人手不足で倒産する企業が出るほど、人手不足が深刻化しています。
ですが一方では「人手不足なのに採用されない」と嘆く人もいます。
厚生労働省が発表している有効求人倍率は8月に1.5倍を超え、正社員の有効求人倍率も1倍を超えているのになぜ、「採用されない」と嘆く人がいるのでしょうか。
考えられる理由は2つ。
- 求人企業と求職者のミスマッチ
- 人手不足を煽る報道
ひとつずつ説明していきます。
企業と人材とで求めるものが違っている
まず考えられる理由は、求人企業と求職者のミスマッチがあげられます。
つまり求める人材像と応募してくる人材、あるいは求める職場と応募できる職場にズレがあるのです。
人気のある職種には仕事を求める人が大勢集まります。ですが求人数が少なければ、採用される人も少なくなります。
当たり前のことですが、このミスマッチがあることで「人手不足なのに仕事が無い」という方が増えているのです。
それを裏付ける数字が、厚生労働省が発表している「一般職業紹介状況」です。
参考までに、ミスマッチが発生している職業をいくつか紹介します。
◇一般事務の職業◇
有効求人数 : 88,252件
有効求職数 :290,471人
有効求人倍率:0.30倍
◇建築・土木・測量技術者◇
有効求人数 : 56,102件
有効求職数 : 9,880人
有効求人倍率:5.68倍
◇建設の職業◇
有効求人数 : 28,783件
有効求職数 : 6,762人
有効求人倍率:4.26倍
求人数に対して求職者数が少なければ、企業は「人が集まらない」と感じます。
逆に求人数に対して求職者数が多ければ、求職者は「仕事が無い」と感じるでしょう。
これが「人手不足なのに仕事がない」と感じるひとつの理由です。
ミスマッチを解消するには
求人企業と求職者のミスマッチが起こるのは、求人票だけでは必要な情報を得られないことにあります。
このミスマッチを解決するには、お互いの要望を聞き、間を取り持つ「人」か「会社」が必要です。
そこでオススメしたいのが転職エージェントとに相談することです。
転職エージェントは企業から必要な人材を聞いていますし、求職者の経験やスキル、希望も聞いています。
つまり求人企業と求職者のズレを、少なくする情報を持っているのです。
「人手不足なのに仕事がない」と感じたら、転職エージェントに相談することも考えてください。
「人手不足だ」と煽り過ぎている
連日のように「人手不足が深刻化している」という報道も、「人手不足なのに仕事が無い」と感じる理由になります。
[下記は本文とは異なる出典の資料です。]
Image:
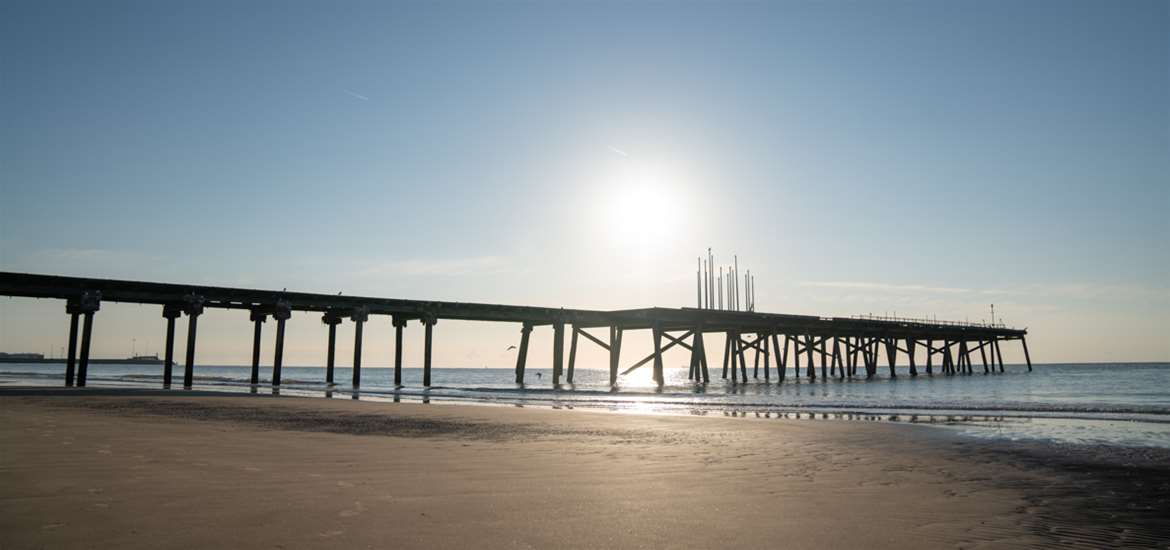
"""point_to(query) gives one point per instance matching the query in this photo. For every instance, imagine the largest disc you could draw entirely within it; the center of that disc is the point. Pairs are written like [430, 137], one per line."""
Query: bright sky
[926, 158]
なぜなら厚生労働省が発表している「労働力調査」をみると、女性や高齢者が働きに出ていることで、労働人口自体は増加しているのです。
上の表は平成2年から平成29年までの労働人口の変化です。
正規社員は減っていますが、非正規社員・パートアルバイトが増えているため、総数では増加しています。
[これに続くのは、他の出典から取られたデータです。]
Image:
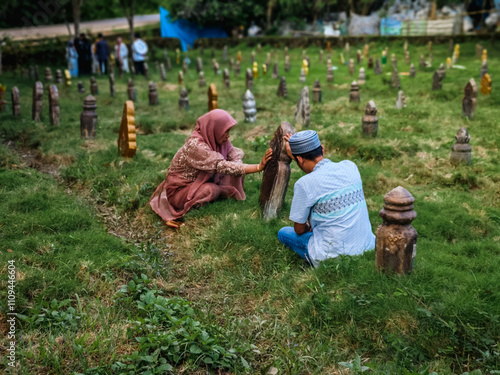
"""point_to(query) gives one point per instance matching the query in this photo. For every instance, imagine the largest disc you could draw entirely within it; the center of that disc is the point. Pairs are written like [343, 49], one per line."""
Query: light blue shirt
[331, 198]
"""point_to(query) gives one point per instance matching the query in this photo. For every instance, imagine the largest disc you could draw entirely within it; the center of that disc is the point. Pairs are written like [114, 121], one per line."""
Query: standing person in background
[121, 55]
[72, 57]
[102, 52]
[139, 51]
[82, 46]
つまり深刻な人手不足に陥っているのは一部の業界だけ、だと考えることも出来るのです。
それなのに全業界が人手不足だと取れるような記事を目にすることで、「人手不足だから採用されやすい」と考える人が増えている気がします。
「売り手市場だから」と軽く考えている
人手不足なのに仕事が無い要因は次の2つ。
- 求人企業と求職者のミスマッチ
- 過剰な「人手不足」の報道
ですがほかの要因として、就職活動に臨む姿勢も考えられます。
当たり前のことですが、人手不足だからといって「採用されやすい」わけではありません。
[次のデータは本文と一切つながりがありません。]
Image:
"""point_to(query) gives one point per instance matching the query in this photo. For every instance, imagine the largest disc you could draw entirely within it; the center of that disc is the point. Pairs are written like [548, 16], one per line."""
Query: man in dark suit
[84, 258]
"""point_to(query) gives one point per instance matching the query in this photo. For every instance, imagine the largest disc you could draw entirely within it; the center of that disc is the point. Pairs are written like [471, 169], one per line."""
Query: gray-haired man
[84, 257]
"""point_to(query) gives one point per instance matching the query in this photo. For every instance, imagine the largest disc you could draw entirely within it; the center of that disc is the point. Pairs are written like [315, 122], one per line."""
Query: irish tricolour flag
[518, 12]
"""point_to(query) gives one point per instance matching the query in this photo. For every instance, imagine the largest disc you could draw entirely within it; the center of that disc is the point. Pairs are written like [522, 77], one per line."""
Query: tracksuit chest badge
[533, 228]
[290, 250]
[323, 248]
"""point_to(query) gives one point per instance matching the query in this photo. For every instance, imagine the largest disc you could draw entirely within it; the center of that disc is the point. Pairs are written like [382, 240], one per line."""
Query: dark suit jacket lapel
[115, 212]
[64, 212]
むしろ「人手不足だから採用されやすいだろう」と考えている人ほど、採用されないものです。
なぜなら「就職を軽く考えている」という雰囲気が体中からあふれ、その雰囲気は採用担当者に必ず伝わるからです。
「人手不足なのに仕事が無い」
そう考える前に自分自身の姿勢に問題がないか、見直してみることも大切です。
Note
次の2つが原因で「人手不足なのに仕事が無い」と感じてしまう。
- 全業界が人手不足だと勘違いしやすい
- 求人企業と求職者のミスマッチが発生している
とはいえ仕事がない原因は、自分にある可能性も否定できない。